Sunday 10 June, 2007

Whiff of a perfume - lost

Thoughts are fleeting. And rare thoughts are even more so. That is why it requires immense discipline and diligence to be able to write consistently with quality for a long time.

I have failed to observe my own rules and have not posted any blog for over last 41 days or so. Today is a lazy and hot Sunday, waiting for the rains to come. I stole just few moments to myself and was standing at the French window of my sitting room with an evocative song, one of my most favorites, playing on my iPod. The view from my window is as breathtaking as it can get in a mundane city like Mumbai; although with daily viewing, the wonder wears out a little bit.

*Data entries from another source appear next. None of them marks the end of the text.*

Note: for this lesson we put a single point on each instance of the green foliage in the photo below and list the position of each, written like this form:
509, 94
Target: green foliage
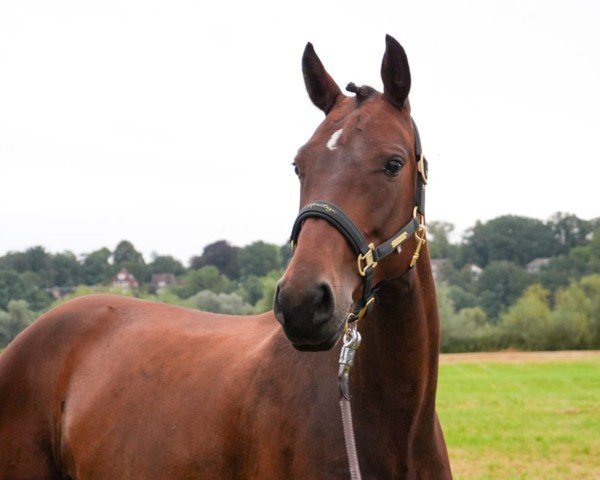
221, 255
438, 239
228, 303
165, 264
67, 271
509, 238
569, 232
206, 278
13, 321
499, 285
259, 258
465, 330
527, 324
96, 267
269, 285
25, 286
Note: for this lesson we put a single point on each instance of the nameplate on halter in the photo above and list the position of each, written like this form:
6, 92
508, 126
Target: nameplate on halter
399, 239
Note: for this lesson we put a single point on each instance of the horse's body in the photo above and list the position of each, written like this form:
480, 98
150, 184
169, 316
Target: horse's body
107, 387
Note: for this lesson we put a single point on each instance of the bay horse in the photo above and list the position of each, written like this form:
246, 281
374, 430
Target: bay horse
107, 387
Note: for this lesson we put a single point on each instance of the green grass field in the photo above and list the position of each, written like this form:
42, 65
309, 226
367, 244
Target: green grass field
522, 420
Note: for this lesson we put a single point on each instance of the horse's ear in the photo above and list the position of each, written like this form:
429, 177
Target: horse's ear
322, 89
395, 73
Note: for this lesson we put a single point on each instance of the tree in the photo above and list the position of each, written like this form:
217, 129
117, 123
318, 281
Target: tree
25, 286
126, 256
228, 303
527, 324
511, 238
269, 286
96, 267
569, 231
66, 269
165, 264
206, 278
12, 287
259, 258
499, 285
34, 259
437, 239
222, 255
12, 322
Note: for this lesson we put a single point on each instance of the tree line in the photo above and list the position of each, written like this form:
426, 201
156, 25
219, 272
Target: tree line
518, 282
490, 294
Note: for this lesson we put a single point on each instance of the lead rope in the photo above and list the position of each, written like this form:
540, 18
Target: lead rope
347, 354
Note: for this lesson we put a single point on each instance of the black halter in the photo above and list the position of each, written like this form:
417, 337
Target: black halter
368, 254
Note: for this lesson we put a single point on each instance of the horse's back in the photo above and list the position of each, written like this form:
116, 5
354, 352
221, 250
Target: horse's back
101, 368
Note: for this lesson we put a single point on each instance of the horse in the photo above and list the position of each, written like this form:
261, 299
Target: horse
106, 387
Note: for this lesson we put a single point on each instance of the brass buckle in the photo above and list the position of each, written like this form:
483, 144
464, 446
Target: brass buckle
368, 259
420, 241
365, 309
419, 235
421, 169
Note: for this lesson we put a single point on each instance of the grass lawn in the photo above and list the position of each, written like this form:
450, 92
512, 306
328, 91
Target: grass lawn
528, 419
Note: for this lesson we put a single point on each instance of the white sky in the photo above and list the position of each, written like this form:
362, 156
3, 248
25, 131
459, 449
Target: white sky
174, 124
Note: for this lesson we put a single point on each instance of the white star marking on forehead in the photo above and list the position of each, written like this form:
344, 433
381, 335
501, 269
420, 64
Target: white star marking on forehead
331, 144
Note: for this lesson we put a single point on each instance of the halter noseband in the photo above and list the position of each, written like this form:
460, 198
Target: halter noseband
368, 254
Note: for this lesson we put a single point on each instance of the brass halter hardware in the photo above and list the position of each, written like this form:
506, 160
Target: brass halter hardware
366, 261
420, 233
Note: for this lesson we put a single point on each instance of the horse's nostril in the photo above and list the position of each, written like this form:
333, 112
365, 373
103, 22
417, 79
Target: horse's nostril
302, 308
324, 304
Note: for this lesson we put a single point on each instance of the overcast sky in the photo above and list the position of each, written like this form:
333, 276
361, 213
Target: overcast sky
174, 124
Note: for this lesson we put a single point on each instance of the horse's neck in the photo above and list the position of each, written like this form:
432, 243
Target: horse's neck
395, 376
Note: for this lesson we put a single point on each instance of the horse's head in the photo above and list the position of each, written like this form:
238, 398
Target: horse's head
362, 160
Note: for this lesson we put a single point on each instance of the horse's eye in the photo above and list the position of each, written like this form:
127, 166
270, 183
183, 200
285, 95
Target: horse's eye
394, 166
296, 169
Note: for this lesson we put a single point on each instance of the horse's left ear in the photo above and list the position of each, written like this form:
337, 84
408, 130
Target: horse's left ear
322, 89
395, 73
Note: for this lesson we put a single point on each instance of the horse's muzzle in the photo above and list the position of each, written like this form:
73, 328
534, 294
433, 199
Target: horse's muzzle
307, 315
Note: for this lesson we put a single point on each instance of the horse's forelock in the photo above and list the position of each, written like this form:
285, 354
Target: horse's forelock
363, 92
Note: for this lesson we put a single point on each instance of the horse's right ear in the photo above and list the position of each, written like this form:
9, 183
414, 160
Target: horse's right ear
322, 89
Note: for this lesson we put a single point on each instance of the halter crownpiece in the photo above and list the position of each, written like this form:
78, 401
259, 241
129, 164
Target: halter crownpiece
369, 255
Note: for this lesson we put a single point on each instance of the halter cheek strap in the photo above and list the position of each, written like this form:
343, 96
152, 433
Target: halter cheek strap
368, 255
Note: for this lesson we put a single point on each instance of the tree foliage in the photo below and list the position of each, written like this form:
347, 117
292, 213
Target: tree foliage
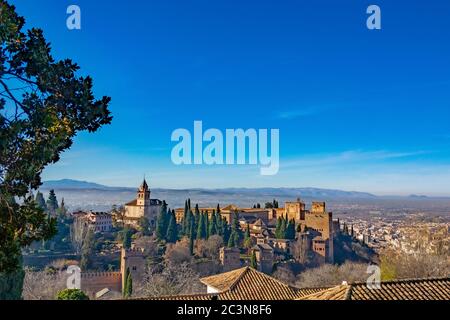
43, 105
71, 294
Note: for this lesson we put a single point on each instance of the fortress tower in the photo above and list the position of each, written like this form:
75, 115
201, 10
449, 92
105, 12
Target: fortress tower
142, 206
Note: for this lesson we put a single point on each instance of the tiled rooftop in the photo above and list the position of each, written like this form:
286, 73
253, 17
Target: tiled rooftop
409, 289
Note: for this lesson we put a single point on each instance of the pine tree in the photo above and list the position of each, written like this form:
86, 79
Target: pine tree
172, 232
253, 262
52, 202
40, 201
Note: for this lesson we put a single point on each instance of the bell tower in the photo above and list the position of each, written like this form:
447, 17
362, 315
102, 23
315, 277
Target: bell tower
143, 195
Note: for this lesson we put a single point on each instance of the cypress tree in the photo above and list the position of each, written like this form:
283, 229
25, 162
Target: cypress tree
247, 232
191, 236
201, 228
253, 262
212, 230
247, 238
225, 230
161, 223
126, 238
185, 222
284, 228
290, 231
172, 232
206, 225
278, 228
128, 287
52, 202
40, 201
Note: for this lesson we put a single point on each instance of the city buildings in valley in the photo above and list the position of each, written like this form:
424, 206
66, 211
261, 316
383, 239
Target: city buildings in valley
142, 206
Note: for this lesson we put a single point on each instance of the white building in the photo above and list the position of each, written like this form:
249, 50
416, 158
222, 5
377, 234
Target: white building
142, 206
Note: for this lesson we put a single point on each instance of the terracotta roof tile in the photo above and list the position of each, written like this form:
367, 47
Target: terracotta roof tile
245, 284
408, 289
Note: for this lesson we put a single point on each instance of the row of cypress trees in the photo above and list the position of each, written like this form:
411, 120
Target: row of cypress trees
197, 225
285, 228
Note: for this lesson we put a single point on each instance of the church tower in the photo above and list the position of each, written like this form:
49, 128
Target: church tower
143, 195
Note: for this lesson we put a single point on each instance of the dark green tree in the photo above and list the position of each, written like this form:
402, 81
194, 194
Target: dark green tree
128, 285
201, 228
212, 229
275, 203
247, 238
185, 222
40, 201
192, 236
62, 210
278, 228
162, 223
144, 225
43, 106
290, 230
235, 235
172, 231
52, 202
253, 262
71, 294
87, 250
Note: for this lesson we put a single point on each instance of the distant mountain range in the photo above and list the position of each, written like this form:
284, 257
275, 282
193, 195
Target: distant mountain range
94, 196
68, 184
76, 184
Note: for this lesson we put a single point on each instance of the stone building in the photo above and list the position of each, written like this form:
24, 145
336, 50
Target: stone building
93, 283
264, 257
97, 221
230, 258
142, 206
319, 224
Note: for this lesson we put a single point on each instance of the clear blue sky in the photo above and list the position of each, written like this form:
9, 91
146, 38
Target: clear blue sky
357, 109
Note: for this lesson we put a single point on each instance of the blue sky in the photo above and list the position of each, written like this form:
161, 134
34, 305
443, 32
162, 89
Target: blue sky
357, 109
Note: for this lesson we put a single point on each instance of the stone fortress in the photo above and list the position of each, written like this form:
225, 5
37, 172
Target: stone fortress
142, 206
315, 225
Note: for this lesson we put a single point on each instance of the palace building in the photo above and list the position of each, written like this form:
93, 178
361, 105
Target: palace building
142, 206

So here I was, with a beautiful song playing in my ears and the sun and the clouds playing out their game of catch-me-if-you-can on the hills afar, on the deep greenish blue creek running from left to right and whatever is left of the mangrove and the greenery between the creeks and concrete jungle. I was thinking about the friend of mine, who had two cardiac arrests within a week and a triple bypass surgery just the day before. I was thinking about his wife, about what she is going through now, all the anxieties about his survival, her worries about the mounting medical expenses, future of two children and a difficult mother in law. Although there was no apparent connection between what I was seeing in front of me and what my thoughts about my friend and his wife, a thought came to me which linked the two. And..

And I have lost the thought, as I did not capture it as soon as it came to me. The more I struggle to bring it back to this white page, the more precious it feels. The more I think of it, more I feel very distressed to have lost something so precious. But it is gone – like whiff of perfume in the corridor.